GBK (Gyan Bikash Kendro)
Environment and Social Development Organization-ESDO establish BGK and start operation the Gyan Bikash Kendro (Indigenous Knowledge and Resource Center) at its Eco-village-1 site in Bathgari, Rangpur in 2002. After three years of successful operation in Rangpur, ESDO open two more GBK in Munshinganj and Natore in 2005 and 2006.
Our project features a Resource Center called GBK for the farmer’s community, which includes a library and computer and internet services. The Resource Center shows educational films twice a week. The project participants are publishing a quarterly magazine with news, information, and creative writing from community members. To emphasize literacy, reading groups have been started and a mobile library makes home delivery of books and newspapers.
Internet for the Farmer Education and Information:
In 2002 Bathgari GBK provided internet support and it was the first time in Bangladesh history that, rural farmer get to know and connected with internet. Initially they are connected to information gateway through e-mail and gradually through website.
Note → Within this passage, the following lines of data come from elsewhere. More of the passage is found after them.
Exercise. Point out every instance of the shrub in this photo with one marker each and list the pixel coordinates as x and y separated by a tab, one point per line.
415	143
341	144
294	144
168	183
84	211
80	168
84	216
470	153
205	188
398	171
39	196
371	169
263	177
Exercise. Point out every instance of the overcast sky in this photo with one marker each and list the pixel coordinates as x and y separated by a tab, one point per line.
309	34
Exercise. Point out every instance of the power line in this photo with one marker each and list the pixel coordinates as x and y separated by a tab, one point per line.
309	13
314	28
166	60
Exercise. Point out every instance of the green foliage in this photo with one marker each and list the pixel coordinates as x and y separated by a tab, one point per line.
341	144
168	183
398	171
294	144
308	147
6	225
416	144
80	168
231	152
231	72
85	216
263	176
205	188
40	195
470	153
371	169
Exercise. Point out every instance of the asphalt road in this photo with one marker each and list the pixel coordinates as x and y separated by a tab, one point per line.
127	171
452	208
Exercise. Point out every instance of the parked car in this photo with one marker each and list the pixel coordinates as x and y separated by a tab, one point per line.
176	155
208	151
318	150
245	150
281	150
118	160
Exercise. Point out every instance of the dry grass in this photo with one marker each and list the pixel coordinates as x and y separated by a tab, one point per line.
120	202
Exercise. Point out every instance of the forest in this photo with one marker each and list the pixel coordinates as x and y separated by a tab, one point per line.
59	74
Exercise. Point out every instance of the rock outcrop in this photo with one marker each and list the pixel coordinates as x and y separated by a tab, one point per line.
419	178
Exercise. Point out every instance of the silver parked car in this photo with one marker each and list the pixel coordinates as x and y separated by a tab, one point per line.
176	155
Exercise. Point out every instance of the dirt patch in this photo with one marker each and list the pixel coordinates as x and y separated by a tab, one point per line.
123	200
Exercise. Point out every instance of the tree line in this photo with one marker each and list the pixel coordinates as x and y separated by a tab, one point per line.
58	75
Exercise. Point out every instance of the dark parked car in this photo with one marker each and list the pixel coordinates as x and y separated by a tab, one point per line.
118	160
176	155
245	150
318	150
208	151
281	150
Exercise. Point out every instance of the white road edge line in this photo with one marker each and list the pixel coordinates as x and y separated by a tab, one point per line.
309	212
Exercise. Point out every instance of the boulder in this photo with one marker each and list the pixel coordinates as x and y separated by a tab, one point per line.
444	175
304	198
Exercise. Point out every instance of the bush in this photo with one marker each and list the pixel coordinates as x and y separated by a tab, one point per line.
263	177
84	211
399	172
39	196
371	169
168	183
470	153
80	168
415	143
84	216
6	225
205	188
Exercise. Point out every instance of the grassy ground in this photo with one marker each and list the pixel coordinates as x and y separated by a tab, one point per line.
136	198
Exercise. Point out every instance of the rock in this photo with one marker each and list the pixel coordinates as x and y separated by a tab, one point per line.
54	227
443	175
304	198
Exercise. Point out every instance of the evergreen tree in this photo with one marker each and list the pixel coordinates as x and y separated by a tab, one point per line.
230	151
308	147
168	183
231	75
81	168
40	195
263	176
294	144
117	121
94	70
In the first place, ESDO build the platform for internet communication which the farmers got the information on production and easy marketing of their crops. Following service are provided the farmers;
GBK Natore Project:
The project area is within the small villages of Baro & Choto Hatiandha of Shingra Thana, Nator District. The total population of the area is 5,723 out of which there are 3,064 women. The rate of adult women’s literacy in the area was extremely low (only approximately 12%) when we started. Most of the inhabitants of this area are agricultural laborers.
The program’s core component is an eight-month adult literacy program. Approximately 700 adults (mostly women) have participated to date. Literacy classes are followed by training on income generating activities, including sapling production, vegetable cultivation, candle making, sewing, and computer skills. With the funding support from Bangladesh US women Charity “Samhati”, ESDO has opened a small shop to sell these products. The participants are also learning about natural resources management, including generation of organic bio fertilizer, seed preservation and marketing, renewable energy, and waste management and recycling. Project has provided 1,500 sapling trees, which project members planted in the community.
ESDO provides indigenous pre-primary schools to support the transition to mainstream schools for these children and allow them access education that would otherwise be unavailable within these communities. We also provide education programs three indigenous languages, supporting these communities to maintain their unique language and culture
Through our indigenous knowledge centers we assist the indigenous peoples in preserving their linguistic and cultural heritage. The indigenous knowledge center also plays a critical role in preserving knowledge about the native wetland plants, many of which have unique medicinal properties. The wetlands and marshes in the area are increasingly under threat due to increased settlement. Preserving indigenous knowledge and empowering indigenous communities is an essential part of the wider environmental protection of the area.